It's a more than beautiful tank, I'm not surprised you won a competition. 
I second you when you wrote that planting 75% of the surface at the very beginning helped, I noticed that in one of my small tank.
Can I ask you about the fish population? I don't recognize every of them. Thank you.


----------



## Arendahl (Mar 16, 2013)

kerrigan007 said:


> It's a more than beautiful tank, I'm not surprised you won a competition.
> I second you when you wrote that planting 75% of the surface at the very beginning helped, I noticed that in one of my small tank.
> Can I ask you about the fish population? I don't recognize every of them. Thank you.


  I would very much like
to, may just find mames of the fish, so have a little patience.

Regards. Kjeld


----------



## kerrigan007 (Apr 1, 2013)

Sure, there is no hurry!


----------



## Arendahl (Mar 16, 2013)

Here is some of my residents in my aquarium, some which will not be seen so it will have to wait for another time, it is some catfish.


----------



## Arendahl (Mar 16, 2013)

Here is some more.


----------



## Arendahl (Mar 16, 2013)

And more.


----------



## Arendahl (Mar 16, 2013)

My second Low-Tech is with wildguppys, and shrimp is 2 years old, it runs without fertilizers only feed, konsept same as my big aquariun I`ts 120 liters.


----------



## kerrigan007 (Apr 1, 2013)

Great pictures, thanks for posting them!
I see you have a Crossocheilus Siamensis, those are great for algae! And Platys too.


----------



## Arendahl (Mar 16, 2013)

kerrigan007 said:


> Great pictures, thanks for posting them!
> I see you have a Crossocheilus Siamensis, those are great for algae! And Platys too.
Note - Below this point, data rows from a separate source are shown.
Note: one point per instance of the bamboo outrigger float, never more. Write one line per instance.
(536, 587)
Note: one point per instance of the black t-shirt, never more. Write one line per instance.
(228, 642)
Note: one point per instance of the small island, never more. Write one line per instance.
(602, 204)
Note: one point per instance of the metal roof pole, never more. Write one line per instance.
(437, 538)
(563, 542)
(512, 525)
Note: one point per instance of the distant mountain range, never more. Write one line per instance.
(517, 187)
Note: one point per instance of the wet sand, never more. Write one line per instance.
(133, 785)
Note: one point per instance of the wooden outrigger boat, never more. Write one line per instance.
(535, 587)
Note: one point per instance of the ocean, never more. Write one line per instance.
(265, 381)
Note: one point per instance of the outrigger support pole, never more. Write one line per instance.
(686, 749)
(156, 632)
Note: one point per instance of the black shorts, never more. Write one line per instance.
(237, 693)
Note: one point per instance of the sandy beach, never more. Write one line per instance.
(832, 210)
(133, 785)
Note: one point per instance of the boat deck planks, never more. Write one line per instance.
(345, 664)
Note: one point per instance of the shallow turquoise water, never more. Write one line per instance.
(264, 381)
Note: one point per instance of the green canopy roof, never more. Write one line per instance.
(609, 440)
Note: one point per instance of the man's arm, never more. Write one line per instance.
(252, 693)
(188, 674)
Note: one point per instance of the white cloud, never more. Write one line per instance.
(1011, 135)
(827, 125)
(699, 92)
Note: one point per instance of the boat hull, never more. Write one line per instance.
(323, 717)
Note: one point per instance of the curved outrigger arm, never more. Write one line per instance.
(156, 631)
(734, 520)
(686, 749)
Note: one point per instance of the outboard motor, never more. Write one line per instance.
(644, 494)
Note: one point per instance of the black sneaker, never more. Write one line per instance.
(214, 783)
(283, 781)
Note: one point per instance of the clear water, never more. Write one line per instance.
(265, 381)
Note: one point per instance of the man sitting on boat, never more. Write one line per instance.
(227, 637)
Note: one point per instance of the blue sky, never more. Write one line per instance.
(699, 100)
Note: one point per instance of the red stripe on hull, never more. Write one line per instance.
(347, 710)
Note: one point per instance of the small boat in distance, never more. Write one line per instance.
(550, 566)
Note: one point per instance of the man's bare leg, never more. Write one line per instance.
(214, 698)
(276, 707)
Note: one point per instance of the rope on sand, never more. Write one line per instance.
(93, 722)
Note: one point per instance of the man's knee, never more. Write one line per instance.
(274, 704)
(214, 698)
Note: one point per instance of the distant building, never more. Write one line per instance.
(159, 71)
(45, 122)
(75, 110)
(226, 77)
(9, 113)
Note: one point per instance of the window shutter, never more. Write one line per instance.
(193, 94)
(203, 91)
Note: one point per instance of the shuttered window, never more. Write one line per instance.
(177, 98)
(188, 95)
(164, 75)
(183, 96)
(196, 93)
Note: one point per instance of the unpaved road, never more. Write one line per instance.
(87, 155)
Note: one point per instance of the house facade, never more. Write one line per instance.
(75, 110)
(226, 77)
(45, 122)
  Thank you, for your interest,
i surely send more along the way. Siamensis, that should be 7 of them, but they are hiding.

Regards. Kjeld.


----------



## Arendahl (Mar 16, 2013)

More fish, perhaps.


----------



## Arendahl (Mar 16, 2013)

Just the last.


----------



## Arendahl (Mar 16, 2013)

Here is the start on my substrate, and red clay balls.


----------



## Arendahl (Mar 16, 2013)

What happene in an aquarium, i would like to know, it`s about decomposition of waste products from fish and dead plants tissues, plants absorb salts from the water, transformed from organic matter , it is the short version.

Eheim filter is not quite large, i would do anyting in order not to damaging the environment. Found a barrel of 120 liters rebuilt it so that i could connect it to the Eheim filter and aquarium.

From the aquarium water runs down the barrol top through the filter comes out the bottom to the Eheim filter and back into the aquarium.

Filter material i`ve used crushed rough stone size 3 to 4 cm , and cut electricity pipes, see picture.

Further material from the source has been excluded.